Inspirada no filme norte-americano Gravidade (2013), estrelado pela atriz Sandra Bullock, Gravidade zero é o destaque dentre as músicas do single duplo lançado por Tulipa com Donato em agosto de 2019, em compacto de vinil e em edição digital.

A outra música é Manjericão, parceria de Tulipa com o irmão guitarrista e compositor, Gustavo Ruiz, integrante da banda Pipoco das Galáxias ao lado de Douglas Antunes (trombone), Samuel Fraga (bateria) e Gabriel Mayall (baixo), o Bubu.

Manjericão foi cantada na sequência de Gravidade zero e mostrou que, se Tulipa caiu bem no suingue de Donato, Donato também pegou bem a onda musical de Tulipa. Tanto que o roteiro alternou músicas dos repertórios dos dois artistas sem desequilibrar o show.

Em A bruxa de mentira (João Donato e Gilberto Gil, 1975), música sagazmente alocada no roteiro ao lado de Reclame (Tulipa Ruiz, Gustavo Ruiz, Caio Lopes, Márcio Arantes e Luiz Chagas, 2015), o pianista tirou sons tanto das teclas quanto da voz, cantando timidamente com o pleno domínio do idioma latino da obra que constrói desde os anos 1950.

Reclame é música do terceiro álbum de Tulipa, Dancê (2015), disco no qual a cantora se baseou no balanço de Donato ao compor Tafetá (Tulipa Ruiz e Gustavo Ruiz, 2015), música feita para o muso inspirador e gravada com a participação realmente especial de Donato.

Tafetá apareceu no fim do show em número que ratificou a fina sintonia dos artistas e da banda ao tirar sons que, pela luxuosa presença de Donato em cena, acabaram puxados para o universo musical deste artista celebrizado pela mistura de música brasileira com ritmos da América Latina e com o jazz, evocado no sombrio clima bluesy de Víbora (Tulipa Ruiz, Gustavo Ruiz, Caio Lopes, Luiz Chagas e Criolo, 2012).

A costura igualmente fina do roteiro – no qual Tulipa embutiu o refrão de Nasci para bailar (João Donato e Paulo André Barata, 1982) em Só sei dançar com você (Tulipa Ruiz, 2010) – contribuiu para que o show Tulipa Ruiz & João Donato tenha fluído tão bem, com leveza e com graça potencializada pelas tiradas espirituosas de Donato.

O músico pareceu desde sempre habitar um universo particular em que o único ponto de contato com a terra é feito pela deusa música. E, se Donato já encarna uma divindade, Tulipa Ruiz soube dialogar no show com a entidade com a ampla bagagem vocal, também posta a serviço de músicas projetadas nos anos 1970, quando Donato se assumiu cantor no álbum Quem é quem (1973), uma das bases de roteiro que incluiu três parcerias de Donato com Gil – Emoriô, Tudo tem e a já mencionada A bruxa de mentira – lançadas no álbum Lugar comum (1975).

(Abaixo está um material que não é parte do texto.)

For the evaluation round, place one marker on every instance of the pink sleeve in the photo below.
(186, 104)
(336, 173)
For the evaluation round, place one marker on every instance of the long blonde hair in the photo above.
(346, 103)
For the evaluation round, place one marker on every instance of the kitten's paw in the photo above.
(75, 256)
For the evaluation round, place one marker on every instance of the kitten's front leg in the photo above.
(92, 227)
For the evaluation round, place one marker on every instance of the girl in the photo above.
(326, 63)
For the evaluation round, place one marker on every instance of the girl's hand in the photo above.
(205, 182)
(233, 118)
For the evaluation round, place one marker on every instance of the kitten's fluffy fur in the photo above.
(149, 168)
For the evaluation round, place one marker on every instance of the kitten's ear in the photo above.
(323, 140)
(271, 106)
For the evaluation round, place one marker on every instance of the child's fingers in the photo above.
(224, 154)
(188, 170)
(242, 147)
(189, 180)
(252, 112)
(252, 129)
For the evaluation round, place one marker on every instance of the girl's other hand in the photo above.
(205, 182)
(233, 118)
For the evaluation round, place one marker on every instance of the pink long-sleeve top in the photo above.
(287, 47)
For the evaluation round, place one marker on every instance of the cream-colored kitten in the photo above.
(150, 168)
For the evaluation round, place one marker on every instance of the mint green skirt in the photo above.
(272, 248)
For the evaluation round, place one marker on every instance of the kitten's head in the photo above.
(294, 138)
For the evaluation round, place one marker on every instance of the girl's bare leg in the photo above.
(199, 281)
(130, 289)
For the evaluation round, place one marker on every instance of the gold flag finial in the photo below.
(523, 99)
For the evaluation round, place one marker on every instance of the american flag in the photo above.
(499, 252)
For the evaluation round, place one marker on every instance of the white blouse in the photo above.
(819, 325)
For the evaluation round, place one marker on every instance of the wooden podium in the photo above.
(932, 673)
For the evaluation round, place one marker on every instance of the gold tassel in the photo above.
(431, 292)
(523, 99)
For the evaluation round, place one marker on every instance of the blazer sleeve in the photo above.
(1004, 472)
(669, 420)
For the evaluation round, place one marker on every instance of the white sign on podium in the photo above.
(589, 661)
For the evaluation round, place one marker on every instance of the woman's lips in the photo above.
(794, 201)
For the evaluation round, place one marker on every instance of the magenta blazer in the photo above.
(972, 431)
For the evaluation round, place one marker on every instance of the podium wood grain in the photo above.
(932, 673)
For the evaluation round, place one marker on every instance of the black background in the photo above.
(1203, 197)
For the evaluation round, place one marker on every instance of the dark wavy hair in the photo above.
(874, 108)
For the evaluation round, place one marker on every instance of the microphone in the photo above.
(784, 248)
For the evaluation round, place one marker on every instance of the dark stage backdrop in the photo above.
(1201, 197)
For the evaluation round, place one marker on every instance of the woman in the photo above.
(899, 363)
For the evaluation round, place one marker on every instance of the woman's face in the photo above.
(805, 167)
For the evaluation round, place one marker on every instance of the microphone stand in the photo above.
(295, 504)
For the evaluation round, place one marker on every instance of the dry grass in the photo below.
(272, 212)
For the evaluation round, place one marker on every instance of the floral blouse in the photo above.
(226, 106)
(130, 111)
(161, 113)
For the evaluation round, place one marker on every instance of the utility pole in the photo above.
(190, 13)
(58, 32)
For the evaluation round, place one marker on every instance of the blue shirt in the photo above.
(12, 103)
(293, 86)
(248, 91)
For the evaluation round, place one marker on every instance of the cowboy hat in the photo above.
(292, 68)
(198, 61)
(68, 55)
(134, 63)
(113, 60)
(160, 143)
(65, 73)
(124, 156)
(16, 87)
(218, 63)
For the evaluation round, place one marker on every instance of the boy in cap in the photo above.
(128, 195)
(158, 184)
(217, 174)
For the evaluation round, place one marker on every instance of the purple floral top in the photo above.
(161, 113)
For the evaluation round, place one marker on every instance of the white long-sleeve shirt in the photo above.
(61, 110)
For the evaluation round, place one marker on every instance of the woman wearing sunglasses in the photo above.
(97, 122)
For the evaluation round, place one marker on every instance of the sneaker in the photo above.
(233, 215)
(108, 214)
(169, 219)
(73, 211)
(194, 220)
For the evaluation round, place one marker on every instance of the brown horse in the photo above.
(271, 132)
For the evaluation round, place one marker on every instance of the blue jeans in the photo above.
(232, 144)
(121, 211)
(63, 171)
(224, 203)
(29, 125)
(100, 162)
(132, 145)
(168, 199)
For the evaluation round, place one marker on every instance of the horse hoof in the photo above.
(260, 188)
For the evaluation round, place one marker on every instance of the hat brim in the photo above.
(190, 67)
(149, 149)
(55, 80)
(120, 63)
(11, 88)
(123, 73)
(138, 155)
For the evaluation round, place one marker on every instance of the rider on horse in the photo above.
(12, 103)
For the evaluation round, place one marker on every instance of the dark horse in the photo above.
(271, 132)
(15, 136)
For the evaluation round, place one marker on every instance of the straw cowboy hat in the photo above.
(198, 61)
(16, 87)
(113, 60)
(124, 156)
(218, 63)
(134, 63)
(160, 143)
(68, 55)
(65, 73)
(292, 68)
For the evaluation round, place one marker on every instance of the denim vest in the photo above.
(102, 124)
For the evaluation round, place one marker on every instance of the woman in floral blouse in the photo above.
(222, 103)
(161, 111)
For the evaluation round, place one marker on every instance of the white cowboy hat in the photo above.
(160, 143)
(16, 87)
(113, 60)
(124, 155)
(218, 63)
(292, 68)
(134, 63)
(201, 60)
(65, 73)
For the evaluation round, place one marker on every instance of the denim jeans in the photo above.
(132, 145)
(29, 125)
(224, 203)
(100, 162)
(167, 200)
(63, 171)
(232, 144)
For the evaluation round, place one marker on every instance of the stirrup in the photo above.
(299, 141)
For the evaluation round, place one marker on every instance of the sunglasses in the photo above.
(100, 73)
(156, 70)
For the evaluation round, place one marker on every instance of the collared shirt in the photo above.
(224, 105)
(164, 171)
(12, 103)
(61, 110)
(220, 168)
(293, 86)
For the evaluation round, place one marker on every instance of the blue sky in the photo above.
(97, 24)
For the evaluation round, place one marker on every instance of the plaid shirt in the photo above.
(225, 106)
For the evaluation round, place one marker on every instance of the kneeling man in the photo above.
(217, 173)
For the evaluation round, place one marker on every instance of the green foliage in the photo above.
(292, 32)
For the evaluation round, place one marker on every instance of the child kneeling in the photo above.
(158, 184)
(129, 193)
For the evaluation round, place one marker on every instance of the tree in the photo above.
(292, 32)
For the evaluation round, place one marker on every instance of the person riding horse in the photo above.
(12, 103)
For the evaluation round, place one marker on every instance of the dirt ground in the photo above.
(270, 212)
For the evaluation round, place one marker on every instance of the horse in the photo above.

Projetada há dez anos com o álbum Efêmera (2010), Tulipa logo se impôs como grande cantora e, verdade seja dita, foi se aprimorando ao longo dessa década. A cantora está no auge vocal. O que lhe permitiu surfar radiante nas águas do tema vocalizado The frog (João Donato, 1967) – composição que somente viraria A rã sete anos depois ao ganhar letra de Caetano Veloso lançada na voz de Gal Costa no álbum Cantar (1974) – e fazer desabrochar com propriedade a Flor de maracujá (João Donato e Lysias Ênio, 1974), outra composição do repertório de Cantar, disco referencial na formação musical de Tulipa.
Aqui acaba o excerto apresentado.